The following diagram shows the different sets of computational problems according to their complexity. The class of problems that a quantum computer can solve more efficiently than a classical computer are called bounded-error quantum polynomials (BQP) problems. BQP problems are solvable by a quantum computer in polynomial time. Examples of BQP problems include the factoring problem and the search problem.

Diagram of the complexity of the problems, showing the different sets of problems by their complexity.

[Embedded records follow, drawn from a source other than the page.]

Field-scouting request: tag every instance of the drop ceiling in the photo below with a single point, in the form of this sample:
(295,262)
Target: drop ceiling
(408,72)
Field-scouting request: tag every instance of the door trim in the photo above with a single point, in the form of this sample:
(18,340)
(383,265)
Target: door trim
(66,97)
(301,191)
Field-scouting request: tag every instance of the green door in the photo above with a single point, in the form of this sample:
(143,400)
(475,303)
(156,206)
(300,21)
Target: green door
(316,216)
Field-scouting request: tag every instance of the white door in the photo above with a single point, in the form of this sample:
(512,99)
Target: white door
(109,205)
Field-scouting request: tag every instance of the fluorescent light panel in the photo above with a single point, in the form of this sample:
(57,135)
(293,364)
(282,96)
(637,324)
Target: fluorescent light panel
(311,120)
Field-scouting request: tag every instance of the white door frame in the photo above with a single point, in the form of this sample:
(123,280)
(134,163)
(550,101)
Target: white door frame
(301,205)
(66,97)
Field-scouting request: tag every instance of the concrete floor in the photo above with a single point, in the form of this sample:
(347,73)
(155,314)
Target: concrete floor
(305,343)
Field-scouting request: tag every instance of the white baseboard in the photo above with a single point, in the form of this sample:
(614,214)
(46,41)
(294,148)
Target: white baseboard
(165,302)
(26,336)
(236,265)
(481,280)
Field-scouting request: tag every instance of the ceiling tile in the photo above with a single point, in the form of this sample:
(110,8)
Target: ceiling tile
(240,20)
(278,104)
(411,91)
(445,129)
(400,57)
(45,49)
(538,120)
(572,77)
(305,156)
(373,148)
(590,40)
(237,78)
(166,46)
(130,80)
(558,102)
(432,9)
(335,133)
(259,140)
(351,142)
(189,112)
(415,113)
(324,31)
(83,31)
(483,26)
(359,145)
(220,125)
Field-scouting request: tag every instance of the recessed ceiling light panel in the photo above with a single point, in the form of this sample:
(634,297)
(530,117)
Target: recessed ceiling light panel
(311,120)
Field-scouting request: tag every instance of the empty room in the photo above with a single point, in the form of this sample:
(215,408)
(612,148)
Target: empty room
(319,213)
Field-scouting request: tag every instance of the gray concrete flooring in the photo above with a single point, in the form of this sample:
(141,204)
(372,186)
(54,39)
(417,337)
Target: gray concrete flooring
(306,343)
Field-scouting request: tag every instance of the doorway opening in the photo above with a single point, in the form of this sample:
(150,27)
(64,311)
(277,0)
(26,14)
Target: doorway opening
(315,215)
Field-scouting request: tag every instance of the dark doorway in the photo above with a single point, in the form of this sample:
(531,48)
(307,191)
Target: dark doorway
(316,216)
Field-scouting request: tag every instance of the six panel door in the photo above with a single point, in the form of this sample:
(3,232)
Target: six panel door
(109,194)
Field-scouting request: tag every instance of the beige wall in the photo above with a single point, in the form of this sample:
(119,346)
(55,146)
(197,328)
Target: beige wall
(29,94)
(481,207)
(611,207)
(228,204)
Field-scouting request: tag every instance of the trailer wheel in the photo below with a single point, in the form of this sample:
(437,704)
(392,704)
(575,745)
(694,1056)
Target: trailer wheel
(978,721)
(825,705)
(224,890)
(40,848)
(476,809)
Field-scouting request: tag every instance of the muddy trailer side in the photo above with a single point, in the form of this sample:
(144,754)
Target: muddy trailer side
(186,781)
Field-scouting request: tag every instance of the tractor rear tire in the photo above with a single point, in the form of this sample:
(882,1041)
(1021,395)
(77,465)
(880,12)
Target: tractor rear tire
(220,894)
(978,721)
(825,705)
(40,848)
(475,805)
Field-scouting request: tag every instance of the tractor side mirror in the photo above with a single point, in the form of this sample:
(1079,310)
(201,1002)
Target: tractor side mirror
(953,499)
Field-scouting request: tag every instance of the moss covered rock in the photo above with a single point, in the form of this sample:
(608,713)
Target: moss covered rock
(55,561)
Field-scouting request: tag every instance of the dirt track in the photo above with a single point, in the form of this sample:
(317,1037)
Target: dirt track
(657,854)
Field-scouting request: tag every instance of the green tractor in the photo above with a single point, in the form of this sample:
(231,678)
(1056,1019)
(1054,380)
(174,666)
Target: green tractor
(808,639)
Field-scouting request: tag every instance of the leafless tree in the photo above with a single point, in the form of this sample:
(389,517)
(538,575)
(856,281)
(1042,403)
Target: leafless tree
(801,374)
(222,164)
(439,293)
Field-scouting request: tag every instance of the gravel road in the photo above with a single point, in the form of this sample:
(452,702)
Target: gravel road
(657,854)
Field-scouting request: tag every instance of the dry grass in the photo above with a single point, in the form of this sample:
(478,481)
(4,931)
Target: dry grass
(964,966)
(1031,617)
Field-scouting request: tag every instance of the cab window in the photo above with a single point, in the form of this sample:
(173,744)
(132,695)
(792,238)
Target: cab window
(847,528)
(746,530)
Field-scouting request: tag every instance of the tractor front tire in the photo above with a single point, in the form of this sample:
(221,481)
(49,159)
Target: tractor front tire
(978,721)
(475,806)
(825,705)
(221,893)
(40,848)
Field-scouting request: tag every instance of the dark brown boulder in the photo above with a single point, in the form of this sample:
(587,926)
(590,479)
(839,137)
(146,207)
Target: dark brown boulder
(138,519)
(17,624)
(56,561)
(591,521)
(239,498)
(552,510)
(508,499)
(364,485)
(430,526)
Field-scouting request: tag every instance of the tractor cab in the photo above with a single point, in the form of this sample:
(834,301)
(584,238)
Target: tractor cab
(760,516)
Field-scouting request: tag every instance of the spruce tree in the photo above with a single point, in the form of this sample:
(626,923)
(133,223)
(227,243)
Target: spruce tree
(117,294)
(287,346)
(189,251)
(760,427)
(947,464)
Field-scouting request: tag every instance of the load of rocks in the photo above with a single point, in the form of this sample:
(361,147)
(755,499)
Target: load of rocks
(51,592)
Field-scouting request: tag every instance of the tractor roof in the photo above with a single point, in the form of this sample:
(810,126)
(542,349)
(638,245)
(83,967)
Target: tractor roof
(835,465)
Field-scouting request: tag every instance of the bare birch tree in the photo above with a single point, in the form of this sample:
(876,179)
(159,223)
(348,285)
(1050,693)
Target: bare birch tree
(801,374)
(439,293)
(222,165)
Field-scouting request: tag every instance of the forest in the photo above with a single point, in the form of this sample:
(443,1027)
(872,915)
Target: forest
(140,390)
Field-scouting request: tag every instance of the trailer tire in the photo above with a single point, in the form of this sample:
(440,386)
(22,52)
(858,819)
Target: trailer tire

There's a lot of active research into the kinds of problems that a quantum computer can solve faster than a classical computer, and how much faster. Quantum computers do exceptionally well with problems where we need to calculate a large number of possible combinations.

Quantum simulation

Quantum mechanics is like the underlying operating system of our universe, and describes how the fundamental building blocks of nature behave. Chemical reactions, cellular processes, and material behavior are all quantum mechanical in nature, and often involve interactions between a huge number of quantum particles. Quantum computers have promise to simulate intrinsically quantum mechanical systems, such as molecules, because qubits can be used to represent the natural quantum states in these systems. Examples of quantum systems that we can model include photosynthesis, superconductivity, and complex molecular formations.

Resource estimation

The Azure Quantum Resource Estimator helps you prepare for the future of quantum computing by providing a way to estimate the resources required to run your quantum programs on scaled quantum computers. Resource estimation helps you answer questions such as, what hardware resources do I need? How many physical and logical qubits do I need, and what type of qubit? How long does my program take to run? How do the required resources compare among different qubit technologies?

With resource estimation, you can refine your quantum algorithms and build solutions that take advantage of scaled quantum computers when they become available.

Quantum speedups

Many quantum algorithms have been developed that solve certain problems much faster than classical algorithms. Two well-known examples are Grover's algorithm and Shor's algorithm. Grover's algorithm yields a polynomial speedup, and Shor's algorithm an exponential speedup, over their classical counterparts.

A quantum computer that's running Shor's algorithm could break classical cryptographic schemes such as the Rivest–Shamir–Adleman (RSA) scheme, which is widely used in e-commerce for secure data transmission. This scheme relies on the difficulty that classical computers have with factoring large integers into products of large prime numbers.

Grover's algorithm speeds up the solution to unstructured data searches, running the search in fewer steps than classical algorithms can. Indeed, any problem that allows you to check whether a given value is a valid solution (a yes-or-no problem) can be formulated in terms of the search problem.